Grassy: smell particular to herbs, foliage, green beans, unripened fruit and fresh-cut grass, it is associated with coffee beans that have been under-roasted, under-dried or have been exposed to water damage.
Green coffee: the seed of coffee after it has been dried and processed but before it has been roasted. This is the stage that roasting companies purchase the coffee.
Haf caf: a blend of regular and decaffeinated coffee drinks
Hard bean: a type of coffee that is grown at higher altitudes, about 4000 to 5000 feet above sea level.
Harmless: a decaffeinated, no fat, no sugar coffee drink.

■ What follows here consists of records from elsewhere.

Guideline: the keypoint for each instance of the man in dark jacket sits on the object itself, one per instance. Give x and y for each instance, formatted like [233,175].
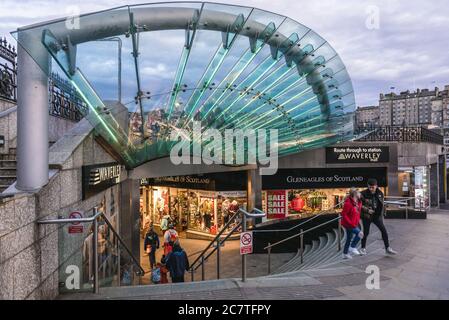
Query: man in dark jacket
[177,262]
[152,242]
[373,211]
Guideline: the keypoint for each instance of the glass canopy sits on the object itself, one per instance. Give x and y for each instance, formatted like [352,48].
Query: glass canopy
[172,64]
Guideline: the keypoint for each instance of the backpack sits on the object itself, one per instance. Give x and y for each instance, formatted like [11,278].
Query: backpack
[173,237]
[156,275]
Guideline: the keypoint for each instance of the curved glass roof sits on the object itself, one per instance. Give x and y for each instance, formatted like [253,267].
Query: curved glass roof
[227,66]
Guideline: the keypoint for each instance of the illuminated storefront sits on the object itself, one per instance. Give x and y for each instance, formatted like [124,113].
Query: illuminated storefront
[303,192]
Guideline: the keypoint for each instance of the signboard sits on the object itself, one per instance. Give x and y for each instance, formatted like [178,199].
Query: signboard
[220,181]
[276,204]
[97,178]
[246,242]
[76,227]
[323,178]
[356,154]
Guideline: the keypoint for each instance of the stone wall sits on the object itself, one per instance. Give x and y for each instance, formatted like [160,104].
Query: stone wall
[32,255]
[8,125]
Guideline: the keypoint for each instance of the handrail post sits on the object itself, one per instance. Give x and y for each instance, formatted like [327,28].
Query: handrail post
[218,258]
[95,254]
[269,258]
[203,275]
[339,235]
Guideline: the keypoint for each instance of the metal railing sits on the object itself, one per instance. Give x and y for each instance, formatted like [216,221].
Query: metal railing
[303,222]
[95,219]
[301,240]
[217,243]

Harsh: unpleasant and acrid flavor and smell.
Herbal: an association similar to that of grass with the smell particular to herbs, unripened fruit and fresh-cut grass, for the similar reason that herbal coffees are not usually dried to the typical 10%- 12% moisture.
Hidey: the aroma or flavor of leather, often detected in coffee from some East African locales.

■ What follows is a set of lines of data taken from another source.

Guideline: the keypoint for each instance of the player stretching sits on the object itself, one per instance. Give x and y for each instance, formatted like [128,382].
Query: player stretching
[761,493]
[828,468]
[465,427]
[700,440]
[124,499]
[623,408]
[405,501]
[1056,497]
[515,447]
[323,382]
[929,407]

Insipid: a flavor of lifeless character mainly because of lack of organic material within the coffee bean, usually caused by moisture and oxygen affecting the coffee bean after it has been roasted.
Latte: one or two shots of espresso mixed with steamed milk and finished with about a quarter of an inch of foamed milk.
Latte art: pattern or design formed in and by the steamed milk into an espresso drink. Only perfectly steamed milk will hold the correct form for latte art.
Malty: similar terms are cereal and toast-like describing the tastes of roasted grains such as corn, wheat or barley, or the flavor of toast or fresh bread.
Mellow: typical of medium roast Arabicas, a mild and balanced coffee that has no overly distinct flavors and no after-taste.
Micro-Lot: coffee that originates from a singular farm, or a particular part of a farm.